Yo tengo una dash conectada al encendedor del coche desde hace un año. Nunca la cargo aparte, solo arranco el motor y la luz roja aparece. El problema es que si dejo el coche estacionado dos días en Periférico, la batería interna se muere y no graba nada. En mi caso, la solución fue comprar un cable OBD que mantiene la cámara encendida pero con protección de voltaje, para no quedarme sin batería al arrancar por la mañana.

Si vives en Guadalajara o Monterrey y usas la dash solo para viajes diarios, no necesitas preocuparte por cargarla. El auto la alimenta mientras conduces. Pero si quieres vigilancia las 24 horas, como muchos taxistas en CDMX o repartidores de DiDi, necesitas un kit de cableado directo a la batería con corte de voltaje ajustable.
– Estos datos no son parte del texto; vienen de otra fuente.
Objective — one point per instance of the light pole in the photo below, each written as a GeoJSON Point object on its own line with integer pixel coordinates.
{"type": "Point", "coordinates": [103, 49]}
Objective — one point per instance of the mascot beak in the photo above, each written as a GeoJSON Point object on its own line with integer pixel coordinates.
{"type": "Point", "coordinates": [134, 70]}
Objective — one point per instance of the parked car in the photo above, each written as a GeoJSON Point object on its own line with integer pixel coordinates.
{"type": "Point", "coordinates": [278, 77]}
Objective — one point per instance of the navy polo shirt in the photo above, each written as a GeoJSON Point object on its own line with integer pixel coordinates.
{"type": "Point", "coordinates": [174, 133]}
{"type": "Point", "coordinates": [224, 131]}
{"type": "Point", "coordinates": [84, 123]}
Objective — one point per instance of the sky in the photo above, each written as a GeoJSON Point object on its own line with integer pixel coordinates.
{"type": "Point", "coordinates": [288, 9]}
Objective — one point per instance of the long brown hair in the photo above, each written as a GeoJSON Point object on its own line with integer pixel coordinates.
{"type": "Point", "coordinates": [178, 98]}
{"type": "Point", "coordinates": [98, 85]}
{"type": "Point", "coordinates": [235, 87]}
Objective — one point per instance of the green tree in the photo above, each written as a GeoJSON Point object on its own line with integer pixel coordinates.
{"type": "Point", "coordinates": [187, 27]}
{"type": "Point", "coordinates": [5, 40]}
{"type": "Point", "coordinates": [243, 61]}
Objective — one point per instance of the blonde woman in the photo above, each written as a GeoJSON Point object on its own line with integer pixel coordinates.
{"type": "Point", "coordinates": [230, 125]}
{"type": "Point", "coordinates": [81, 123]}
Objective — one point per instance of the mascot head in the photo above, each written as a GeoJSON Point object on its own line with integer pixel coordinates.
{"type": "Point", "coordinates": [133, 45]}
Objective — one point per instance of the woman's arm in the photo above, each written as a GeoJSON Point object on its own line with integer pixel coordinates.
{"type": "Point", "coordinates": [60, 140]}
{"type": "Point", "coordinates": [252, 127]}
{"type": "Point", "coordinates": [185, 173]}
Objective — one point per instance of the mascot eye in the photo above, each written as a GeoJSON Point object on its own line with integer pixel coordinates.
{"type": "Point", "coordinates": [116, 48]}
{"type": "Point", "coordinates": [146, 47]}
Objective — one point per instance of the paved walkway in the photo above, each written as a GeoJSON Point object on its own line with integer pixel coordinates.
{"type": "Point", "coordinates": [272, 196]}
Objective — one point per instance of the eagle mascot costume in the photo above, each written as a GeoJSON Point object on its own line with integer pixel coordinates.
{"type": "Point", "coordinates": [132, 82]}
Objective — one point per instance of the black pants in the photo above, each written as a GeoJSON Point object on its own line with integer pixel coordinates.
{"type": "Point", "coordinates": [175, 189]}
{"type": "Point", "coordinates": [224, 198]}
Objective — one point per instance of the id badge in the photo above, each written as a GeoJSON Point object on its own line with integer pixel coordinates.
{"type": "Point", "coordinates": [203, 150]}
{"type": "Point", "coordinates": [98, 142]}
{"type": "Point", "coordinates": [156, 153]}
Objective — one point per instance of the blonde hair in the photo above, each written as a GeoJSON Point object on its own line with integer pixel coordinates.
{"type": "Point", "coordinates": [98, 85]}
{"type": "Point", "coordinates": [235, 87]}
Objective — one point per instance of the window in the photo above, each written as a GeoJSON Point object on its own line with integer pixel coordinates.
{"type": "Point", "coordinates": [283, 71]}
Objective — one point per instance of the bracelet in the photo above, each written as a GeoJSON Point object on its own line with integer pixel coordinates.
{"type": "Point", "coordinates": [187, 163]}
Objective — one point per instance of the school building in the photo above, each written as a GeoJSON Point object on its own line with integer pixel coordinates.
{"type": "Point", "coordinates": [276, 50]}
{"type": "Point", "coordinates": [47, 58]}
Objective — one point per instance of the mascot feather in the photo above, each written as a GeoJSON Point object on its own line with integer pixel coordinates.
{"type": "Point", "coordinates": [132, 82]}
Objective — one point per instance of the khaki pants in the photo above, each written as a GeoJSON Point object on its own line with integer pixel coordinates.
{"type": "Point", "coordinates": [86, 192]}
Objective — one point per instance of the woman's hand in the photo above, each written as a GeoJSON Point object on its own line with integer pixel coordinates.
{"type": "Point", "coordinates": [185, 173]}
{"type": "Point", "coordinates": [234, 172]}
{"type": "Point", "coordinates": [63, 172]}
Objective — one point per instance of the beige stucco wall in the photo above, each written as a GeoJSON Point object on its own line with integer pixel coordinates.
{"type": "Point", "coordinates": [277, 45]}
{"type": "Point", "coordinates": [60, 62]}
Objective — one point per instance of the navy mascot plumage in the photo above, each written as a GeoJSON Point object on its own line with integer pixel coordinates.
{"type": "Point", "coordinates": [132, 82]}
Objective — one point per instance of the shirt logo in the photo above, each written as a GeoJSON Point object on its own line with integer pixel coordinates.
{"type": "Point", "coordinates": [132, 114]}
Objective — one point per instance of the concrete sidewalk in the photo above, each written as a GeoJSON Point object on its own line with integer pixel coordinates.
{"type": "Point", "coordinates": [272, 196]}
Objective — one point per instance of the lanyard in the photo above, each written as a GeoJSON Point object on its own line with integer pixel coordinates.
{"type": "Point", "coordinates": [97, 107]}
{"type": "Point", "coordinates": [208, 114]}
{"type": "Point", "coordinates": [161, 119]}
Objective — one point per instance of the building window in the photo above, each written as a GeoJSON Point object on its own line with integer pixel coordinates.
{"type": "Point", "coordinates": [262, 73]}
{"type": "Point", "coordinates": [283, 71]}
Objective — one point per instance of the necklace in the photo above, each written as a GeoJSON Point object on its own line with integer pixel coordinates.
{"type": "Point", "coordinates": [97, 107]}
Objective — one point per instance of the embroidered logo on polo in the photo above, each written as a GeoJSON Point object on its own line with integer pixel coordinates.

Yo lo instalé en mi Nissan Versa modelo 2023 y no he tenido problemas de batería descargada, incluso después de fines de semana sin usar el coche.

En mi experiencia, la batería interna de estas cámaras no sirve para mucho. Con el calor de Hermosillo o Mérida, la duración se reduce todavía más. Lo mejor es confiar en el cableado del auto. La luz roja indica que está cargando, no que esté grabando. Eso sí, si la luz está apagada cuando el motor está encendido, revisa el cable, es el problema más común.

Como asesor de en CDMX, siempre recomiendo a mis clientes que instalen la dash cam con un cable de alimentación continua. Así graban incluso cuando el coche está apagado en el estacionamiento de la calle. Pero hay que advertirles: si no tiene protección de bajo voltaje, pueden despertarse con la batería del auto muerta. Una batería de 60 Ah cuesta entre $1,800 y $2,500 MXN, y cambiarla por descuido de la cámara no vale la pena.